Pero no. La televisión sirve al poder con la misma sumisión de un perro a su amo. Ni la crisis (¿o precisamente por ella?) ha podido evitar que el viernes todas las cadenas, sobre todo Antena 3, Telecinco y TVE, pero también las emblemáticas BBC y CNN, se volcaran con la boda boba y su exhibicionismo banal, después de una semana de programas especiales, series y tertulias empalagosas en las que el recuerdo de la madre muerta, la triste Diana, era lo único vivo entre tanto fantasma rosa. ¿Una audiencia de 2.000 millones de espectadores? Menuda mentira, una más en esa farsa obscena de vestidos, joyas, sombreros, carruajes, tañido de campanas y boato medieval.
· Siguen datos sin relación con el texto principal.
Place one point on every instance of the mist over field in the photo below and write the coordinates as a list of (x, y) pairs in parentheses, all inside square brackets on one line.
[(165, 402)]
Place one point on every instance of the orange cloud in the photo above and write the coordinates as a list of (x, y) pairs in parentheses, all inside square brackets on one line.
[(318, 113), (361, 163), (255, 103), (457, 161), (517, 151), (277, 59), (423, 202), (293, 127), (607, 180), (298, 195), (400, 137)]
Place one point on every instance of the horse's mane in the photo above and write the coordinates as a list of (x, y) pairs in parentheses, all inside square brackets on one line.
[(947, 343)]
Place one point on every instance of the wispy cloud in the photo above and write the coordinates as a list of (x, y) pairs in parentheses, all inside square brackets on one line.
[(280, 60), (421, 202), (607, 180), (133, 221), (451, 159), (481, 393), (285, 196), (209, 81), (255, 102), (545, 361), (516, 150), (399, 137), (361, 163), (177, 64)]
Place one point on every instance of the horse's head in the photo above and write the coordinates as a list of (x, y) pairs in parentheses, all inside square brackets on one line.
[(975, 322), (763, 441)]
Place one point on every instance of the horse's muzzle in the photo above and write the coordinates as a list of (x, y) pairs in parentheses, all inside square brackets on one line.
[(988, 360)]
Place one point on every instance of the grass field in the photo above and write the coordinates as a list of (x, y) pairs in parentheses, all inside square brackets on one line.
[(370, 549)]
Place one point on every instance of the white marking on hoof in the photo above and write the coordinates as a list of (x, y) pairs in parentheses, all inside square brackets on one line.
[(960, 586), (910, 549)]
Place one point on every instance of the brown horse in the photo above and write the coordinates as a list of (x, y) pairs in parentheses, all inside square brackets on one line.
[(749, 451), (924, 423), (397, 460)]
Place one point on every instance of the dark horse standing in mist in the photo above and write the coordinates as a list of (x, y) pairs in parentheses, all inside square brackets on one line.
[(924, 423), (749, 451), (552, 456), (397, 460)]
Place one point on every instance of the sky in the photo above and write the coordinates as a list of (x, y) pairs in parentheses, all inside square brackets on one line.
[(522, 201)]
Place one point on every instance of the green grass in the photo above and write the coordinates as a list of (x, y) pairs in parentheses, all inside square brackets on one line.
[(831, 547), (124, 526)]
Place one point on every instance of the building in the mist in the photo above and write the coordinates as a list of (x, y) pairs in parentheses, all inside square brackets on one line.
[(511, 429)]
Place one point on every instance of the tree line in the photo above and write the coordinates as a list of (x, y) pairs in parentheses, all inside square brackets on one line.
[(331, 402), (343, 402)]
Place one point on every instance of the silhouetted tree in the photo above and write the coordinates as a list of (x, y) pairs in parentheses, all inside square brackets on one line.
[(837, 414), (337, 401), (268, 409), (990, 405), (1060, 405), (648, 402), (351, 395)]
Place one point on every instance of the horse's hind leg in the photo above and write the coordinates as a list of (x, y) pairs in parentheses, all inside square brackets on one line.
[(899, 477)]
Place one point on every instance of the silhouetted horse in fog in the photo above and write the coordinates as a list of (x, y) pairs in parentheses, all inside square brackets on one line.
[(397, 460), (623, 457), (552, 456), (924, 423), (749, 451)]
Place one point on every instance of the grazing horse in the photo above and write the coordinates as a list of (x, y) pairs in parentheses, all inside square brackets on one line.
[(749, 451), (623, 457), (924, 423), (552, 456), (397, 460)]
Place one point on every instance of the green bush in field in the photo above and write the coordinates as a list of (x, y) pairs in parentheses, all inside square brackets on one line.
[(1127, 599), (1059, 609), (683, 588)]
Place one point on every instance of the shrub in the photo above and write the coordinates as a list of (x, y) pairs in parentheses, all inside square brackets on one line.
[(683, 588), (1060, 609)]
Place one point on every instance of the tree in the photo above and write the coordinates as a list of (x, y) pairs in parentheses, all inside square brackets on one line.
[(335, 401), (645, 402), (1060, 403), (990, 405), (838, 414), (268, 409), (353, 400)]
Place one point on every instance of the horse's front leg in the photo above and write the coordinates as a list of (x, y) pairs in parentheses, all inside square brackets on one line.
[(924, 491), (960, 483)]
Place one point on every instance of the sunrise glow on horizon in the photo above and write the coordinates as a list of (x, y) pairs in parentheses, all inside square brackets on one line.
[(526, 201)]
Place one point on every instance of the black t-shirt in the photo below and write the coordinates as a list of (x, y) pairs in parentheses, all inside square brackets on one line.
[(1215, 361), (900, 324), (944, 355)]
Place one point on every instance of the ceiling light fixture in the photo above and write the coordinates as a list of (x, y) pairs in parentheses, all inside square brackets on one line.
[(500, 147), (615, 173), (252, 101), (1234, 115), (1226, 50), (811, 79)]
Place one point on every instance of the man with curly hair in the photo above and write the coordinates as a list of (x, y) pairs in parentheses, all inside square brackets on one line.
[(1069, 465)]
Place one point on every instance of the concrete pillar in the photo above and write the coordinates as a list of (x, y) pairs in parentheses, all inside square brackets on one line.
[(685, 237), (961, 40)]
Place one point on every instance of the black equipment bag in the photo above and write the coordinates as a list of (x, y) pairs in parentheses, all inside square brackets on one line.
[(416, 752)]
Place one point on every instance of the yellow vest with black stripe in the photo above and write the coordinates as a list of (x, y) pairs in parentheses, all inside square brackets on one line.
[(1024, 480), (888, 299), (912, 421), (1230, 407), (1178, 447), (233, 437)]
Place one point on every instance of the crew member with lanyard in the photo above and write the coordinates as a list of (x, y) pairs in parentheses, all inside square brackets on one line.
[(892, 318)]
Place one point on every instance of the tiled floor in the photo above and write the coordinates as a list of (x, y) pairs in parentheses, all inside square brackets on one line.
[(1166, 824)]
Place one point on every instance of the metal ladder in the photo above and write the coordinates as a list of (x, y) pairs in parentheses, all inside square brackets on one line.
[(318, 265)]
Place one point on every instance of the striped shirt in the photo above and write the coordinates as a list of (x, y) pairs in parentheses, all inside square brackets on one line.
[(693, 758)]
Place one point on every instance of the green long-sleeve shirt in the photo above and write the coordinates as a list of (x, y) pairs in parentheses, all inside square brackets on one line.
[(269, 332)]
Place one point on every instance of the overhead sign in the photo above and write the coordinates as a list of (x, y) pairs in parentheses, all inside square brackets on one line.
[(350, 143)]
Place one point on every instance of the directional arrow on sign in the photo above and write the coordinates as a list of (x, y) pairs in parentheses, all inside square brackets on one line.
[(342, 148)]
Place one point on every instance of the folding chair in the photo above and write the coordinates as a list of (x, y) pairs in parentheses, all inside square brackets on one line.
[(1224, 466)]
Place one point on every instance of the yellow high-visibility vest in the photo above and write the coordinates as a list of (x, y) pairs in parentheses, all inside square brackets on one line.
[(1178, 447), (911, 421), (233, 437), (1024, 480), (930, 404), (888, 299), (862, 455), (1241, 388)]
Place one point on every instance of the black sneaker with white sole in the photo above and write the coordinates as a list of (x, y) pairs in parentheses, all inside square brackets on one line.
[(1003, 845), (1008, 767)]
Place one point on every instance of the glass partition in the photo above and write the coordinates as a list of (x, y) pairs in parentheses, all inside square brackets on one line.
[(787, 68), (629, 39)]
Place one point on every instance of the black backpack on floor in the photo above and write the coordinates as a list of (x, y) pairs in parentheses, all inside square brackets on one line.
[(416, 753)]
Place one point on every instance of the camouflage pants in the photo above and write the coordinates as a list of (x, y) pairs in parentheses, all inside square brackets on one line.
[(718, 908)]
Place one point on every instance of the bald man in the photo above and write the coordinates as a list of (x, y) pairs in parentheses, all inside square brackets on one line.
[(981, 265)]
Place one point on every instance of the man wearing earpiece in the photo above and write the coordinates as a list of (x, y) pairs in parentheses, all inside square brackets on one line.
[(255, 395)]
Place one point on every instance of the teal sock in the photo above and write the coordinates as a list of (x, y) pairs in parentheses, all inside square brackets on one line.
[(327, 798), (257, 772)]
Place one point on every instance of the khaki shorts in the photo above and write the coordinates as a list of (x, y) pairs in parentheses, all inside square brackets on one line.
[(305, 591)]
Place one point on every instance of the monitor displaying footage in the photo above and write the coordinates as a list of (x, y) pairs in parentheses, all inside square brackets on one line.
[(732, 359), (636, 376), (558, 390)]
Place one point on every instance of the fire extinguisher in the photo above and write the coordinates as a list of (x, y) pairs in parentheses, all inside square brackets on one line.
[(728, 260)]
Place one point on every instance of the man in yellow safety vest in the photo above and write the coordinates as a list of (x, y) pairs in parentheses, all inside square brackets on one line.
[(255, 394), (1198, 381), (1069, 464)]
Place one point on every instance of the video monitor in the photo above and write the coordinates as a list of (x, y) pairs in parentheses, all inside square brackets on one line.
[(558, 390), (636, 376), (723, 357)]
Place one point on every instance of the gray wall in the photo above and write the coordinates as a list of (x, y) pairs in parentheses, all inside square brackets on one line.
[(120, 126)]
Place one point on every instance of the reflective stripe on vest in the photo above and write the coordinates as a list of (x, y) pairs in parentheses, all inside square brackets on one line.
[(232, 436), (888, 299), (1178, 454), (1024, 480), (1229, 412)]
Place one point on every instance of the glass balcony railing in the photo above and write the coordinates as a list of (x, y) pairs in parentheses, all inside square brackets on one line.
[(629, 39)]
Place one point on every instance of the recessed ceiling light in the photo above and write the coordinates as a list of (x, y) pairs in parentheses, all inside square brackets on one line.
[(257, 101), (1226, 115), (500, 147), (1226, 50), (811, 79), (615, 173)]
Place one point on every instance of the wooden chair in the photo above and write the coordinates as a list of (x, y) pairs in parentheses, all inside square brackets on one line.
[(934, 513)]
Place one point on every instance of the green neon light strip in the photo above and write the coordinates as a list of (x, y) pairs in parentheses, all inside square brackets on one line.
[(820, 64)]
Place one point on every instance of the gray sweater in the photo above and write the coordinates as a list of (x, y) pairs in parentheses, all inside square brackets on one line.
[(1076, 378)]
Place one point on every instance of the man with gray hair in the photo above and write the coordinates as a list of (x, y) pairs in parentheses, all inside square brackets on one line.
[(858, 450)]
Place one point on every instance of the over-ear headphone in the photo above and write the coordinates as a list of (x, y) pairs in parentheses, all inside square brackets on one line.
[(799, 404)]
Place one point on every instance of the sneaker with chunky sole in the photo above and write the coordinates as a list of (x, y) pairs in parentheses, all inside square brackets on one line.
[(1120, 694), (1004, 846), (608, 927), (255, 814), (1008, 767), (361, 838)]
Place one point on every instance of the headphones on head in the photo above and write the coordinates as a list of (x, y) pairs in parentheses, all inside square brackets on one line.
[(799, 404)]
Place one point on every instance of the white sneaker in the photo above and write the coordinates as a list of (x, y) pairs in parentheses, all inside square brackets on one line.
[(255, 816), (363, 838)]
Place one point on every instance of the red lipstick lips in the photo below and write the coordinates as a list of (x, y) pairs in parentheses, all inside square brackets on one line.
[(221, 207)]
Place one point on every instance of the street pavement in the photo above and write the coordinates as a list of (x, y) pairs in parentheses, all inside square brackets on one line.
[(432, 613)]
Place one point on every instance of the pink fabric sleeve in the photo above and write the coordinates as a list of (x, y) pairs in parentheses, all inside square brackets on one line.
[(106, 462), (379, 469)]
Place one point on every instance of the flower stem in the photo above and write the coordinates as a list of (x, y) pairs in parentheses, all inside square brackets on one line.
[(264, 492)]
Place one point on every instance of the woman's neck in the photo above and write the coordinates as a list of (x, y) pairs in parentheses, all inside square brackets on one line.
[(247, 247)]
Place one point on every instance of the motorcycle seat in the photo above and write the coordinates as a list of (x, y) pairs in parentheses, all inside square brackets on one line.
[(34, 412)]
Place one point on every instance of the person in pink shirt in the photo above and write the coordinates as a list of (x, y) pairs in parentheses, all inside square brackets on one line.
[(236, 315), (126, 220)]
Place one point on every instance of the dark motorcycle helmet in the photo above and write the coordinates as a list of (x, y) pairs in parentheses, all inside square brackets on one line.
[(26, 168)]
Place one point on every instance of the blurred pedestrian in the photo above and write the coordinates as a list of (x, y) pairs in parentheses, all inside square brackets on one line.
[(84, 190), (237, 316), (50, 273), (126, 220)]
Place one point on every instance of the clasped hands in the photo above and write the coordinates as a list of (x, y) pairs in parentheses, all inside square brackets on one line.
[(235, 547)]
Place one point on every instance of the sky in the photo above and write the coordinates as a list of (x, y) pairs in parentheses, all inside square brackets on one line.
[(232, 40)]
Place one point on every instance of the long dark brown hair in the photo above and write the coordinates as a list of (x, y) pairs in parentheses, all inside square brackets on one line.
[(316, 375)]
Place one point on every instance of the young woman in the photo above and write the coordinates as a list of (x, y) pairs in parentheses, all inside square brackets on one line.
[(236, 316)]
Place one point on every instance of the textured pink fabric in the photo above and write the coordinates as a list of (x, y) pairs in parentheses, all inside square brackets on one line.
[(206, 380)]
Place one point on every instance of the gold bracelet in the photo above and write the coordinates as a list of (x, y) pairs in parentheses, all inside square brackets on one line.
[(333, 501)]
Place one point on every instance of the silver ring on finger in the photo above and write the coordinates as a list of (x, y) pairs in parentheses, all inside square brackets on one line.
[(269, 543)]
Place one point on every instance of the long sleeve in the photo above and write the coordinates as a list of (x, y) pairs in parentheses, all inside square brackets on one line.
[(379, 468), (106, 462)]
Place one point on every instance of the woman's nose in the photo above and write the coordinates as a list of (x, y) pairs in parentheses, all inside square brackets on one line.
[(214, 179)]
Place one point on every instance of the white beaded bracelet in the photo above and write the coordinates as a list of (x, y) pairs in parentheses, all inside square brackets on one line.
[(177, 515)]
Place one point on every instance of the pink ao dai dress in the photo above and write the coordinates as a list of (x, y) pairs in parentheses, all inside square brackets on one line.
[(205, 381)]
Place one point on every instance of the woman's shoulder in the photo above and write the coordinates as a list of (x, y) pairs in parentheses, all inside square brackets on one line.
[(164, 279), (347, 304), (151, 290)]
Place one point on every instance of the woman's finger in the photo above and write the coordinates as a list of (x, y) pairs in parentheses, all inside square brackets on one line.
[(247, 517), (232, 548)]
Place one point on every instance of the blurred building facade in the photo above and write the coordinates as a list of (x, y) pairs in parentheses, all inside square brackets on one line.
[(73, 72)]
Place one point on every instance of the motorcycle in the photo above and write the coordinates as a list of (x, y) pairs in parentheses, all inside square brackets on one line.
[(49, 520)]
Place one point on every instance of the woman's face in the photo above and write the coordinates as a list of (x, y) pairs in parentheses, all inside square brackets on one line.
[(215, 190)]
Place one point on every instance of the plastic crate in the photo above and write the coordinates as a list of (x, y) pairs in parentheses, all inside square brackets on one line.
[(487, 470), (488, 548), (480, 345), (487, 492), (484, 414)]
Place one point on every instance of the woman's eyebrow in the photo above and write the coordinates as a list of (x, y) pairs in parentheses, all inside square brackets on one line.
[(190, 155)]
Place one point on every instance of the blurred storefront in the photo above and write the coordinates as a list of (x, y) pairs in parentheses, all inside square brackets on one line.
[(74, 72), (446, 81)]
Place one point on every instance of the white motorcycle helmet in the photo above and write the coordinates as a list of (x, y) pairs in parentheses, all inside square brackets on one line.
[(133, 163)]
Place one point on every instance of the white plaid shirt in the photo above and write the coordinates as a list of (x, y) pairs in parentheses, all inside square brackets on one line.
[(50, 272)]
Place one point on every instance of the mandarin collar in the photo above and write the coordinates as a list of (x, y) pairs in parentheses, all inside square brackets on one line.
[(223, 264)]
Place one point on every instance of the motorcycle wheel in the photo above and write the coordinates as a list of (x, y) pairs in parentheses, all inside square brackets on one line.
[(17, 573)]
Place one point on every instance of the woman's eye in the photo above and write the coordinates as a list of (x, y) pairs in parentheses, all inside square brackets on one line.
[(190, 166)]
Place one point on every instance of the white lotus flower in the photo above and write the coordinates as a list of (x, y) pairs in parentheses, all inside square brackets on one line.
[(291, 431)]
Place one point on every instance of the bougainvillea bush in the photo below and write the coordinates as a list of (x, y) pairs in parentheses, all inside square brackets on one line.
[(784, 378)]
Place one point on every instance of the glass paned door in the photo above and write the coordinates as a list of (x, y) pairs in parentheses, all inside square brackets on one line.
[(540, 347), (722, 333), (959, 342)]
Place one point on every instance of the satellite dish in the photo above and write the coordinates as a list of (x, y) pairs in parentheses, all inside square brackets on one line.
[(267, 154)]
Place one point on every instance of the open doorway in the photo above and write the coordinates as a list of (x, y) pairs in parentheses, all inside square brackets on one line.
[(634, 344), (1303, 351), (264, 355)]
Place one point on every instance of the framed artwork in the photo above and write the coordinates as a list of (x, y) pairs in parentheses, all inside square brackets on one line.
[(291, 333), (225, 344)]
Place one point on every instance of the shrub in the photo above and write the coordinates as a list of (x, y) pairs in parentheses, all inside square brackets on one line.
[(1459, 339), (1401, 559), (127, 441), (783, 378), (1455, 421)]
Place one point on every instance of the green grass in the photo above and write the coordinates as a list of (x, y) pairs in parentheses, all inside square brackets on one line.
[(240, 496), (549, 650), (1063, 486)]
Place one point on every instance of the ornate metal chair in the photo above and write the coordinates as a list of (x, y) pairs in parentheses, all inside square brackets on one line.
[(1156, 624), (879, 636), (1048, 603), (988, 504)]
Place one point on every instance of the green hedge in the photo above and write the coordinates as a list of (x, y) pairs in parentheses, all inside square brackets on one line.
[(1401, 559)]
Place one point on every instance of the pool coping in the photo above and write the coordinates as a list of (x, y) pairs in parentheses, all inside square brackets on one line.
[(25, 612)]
Mi cálculo al presenciar la tediosa función era averiguar cuántos de los mirones se mofaban del circo real y cuántos se sentían admirados o, peor aún, emocionados por el desfile de lujo y celebridades. El mundo se dividía el viernes entre la higiénica risa de los dignos y el servilismo emocional de los simples. Si estaba usted entre los sarcásticos, enhorabuena; pero si era de los que se conmovieron, le compadezco.